1. Structure individual test files logically

A massive, unreadable test file makes it more difficult to:

Uncover existing tests when they need to be modified
Uncover reusable code or helper functions
Grasp a high-level understanding of what has or hasn't been tested

These are some things you could do:

Parameterize your tests where applicable. Each unit test should cover one specific scenario. Parameterized tests allow you to execute the same unit test with different parameters (e.g. different inputs and expected outputs) to cover different states, meaning you don't have to keep copy and pasting the same code setup for similar scenarios.
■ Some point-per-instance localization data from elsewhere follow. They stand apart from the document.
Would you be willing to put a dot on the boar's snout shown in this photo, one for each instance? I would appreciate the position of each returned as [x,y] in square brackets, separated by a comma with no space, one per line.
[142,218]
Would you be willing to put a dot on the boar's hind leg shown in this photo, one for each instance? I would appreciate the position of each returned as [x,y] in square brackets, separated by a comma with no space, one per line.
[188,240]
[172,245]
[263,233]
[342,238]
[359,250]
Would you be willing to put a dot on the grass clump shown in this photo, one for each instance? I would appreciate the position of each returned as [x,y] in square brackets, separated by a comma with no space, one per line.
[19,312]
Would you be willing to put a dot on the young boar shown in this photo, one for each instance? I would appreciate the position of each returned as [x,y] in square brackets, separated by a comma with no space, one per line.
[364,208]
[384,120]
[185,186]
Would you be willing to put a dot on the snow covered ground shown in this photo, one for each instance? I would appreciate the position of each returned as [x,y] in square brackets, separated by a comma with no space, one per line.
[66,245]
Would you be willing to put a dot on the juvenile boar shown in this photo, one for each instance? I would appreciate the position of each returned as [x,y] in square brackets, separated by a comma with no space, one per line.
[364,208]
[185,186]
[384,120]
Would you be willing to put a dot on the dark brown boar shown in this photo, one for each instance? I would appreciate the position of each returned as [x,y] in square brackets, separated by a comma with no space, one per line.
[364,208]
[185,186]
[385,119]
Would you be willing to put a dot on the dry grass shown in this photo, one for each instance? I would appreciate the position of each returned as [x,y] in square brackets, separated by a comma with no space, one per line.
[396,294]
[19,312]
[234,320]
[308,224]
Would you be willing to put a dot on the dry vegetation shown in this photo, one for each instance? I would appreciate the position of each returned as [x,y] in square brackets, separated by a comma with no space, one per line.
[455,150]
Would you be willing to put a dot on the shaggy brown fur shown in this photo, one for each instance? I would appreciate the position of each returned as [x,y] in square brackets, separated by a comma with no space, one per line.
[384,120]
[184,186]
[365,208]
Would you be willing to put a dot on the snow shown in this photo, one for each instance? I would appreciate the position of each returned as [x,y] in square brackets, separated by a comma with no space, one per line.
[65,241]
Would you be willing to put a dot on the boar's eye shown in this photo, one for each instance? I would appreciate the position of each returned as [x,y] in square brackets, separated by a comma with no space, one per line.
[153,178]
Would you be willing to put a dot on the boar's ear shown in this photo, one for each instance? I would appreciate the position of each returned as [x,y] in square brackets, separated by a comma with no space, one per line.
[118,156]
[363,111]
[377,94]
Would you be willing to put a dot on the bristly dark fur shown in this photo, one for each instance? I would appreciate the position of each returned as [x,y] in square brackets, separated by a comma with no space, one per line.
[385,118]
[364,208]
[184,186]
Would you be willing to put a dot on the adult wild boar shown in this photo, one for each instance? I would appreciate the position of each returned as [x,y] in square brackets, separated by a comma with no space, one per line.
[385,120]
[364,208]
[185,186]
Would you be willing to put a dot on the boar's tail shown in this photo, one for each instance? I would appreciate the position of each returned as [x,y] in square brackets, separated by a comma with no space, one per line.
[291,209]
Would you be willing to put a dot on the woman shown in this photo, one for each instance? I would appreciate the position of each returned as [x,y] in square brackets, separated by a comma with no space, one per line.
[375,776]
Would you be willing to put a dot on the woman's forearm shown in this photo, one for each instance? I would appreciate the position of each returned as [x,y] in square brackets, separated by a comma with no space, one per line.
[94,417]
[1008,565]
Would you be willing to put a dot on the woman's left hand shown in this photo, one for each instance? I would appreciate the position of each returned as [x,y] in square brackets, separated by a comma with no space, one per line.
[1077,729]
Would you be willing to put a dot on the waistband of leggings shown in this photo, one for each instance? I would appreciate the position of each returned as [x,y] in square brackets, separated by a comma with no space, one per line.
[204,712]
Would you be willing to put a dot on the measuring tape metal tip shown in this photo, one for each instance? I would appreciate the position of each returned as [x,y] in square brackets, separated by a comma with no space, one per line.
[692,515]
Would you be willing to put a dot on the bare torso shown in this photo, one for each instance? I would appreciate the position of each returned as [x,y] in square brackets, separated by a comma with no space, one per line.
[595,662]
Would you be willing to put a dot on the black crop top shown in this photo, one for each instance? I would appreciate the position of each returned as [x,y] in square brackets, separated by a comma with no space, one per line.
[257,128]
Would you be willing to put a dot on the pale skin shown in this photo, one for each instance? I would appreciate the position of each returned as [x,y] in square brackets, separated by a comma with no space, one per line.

With JUnit, you would achieve this with the @Parameterized annotation.
Group related tests together. It makes it easier to scan the file when the tests are grouped by functionality. You could either put them close together in the file, or use something like JUnit's @Nested annotation to explicitly group them.
Structure the sections of your file consistently. For example, always putting helper functions at the bottom of the test file.

2. Structure unit tests with given-when-then

This is a convention that I like to use both when naming and structuring tests.

This is what each part means:

Given represents preconditions
When represents actions taken
Then represents expected outcomes

Let's look at the following example.

@Test
public void createAccount() {
  // ... unstructured test code
}

@Test
public void testDepositOnClosedAccount() {
  // ... unstructured test code
}

@Test
public void withdrawalWorks() {
  // ... unstructured test code
}

@Test
public void withdrawExceedsBalance() {
  // ... unstructured test code
}

Let's convert these tests to use the given-when-then convention.

@Test
public void whenCreateAccountThenSucceed() {
  // when, then
  // ... code to create an account and assert expected outcome
}

@Test
public void givenClosedAccountWhenDepositThenReturnError() {
  // given
  // ... code to set up initial state (create a closed account, set up any mocks)

  // when
  // ... code to perform action (e.g. deposit)

  // then
  // ... code to assert expected outcome
}

@Test
public void givenSufficientBalanceWhenWithdrawThenReturnSuccess() {
  // given
  // ...

  // when
  // ...

  // then
  // ...
}

@Test
public void givenInsufficientBalanceWhenWithdrawThenReturnError() {
  // given
  // ...

  // when
  // ...

  // then
  // ...
}

Each test becomes easier to scan because it describes a linear journey (i.e. precondition -> action -> output).

Of course, this is just a convention and is up to personal preference. One could argue that they find it too prescriptive or verbose.

However, I've found that using this structure forces you to be consistently deliberate and explicit with the naming and structure of your tests, which then makes it more difficult to write unclear tests.

3. Reduce code duplication with test fixtures and shared helpers

If there is duplicated code in multiple unit tests within the same file, consider extracting them into common helper function.

If there is duplicated code across multiple test files, consider extracting them out into a common helper file or test fixture (i.e. a file used explicitly for instantiating common test objects).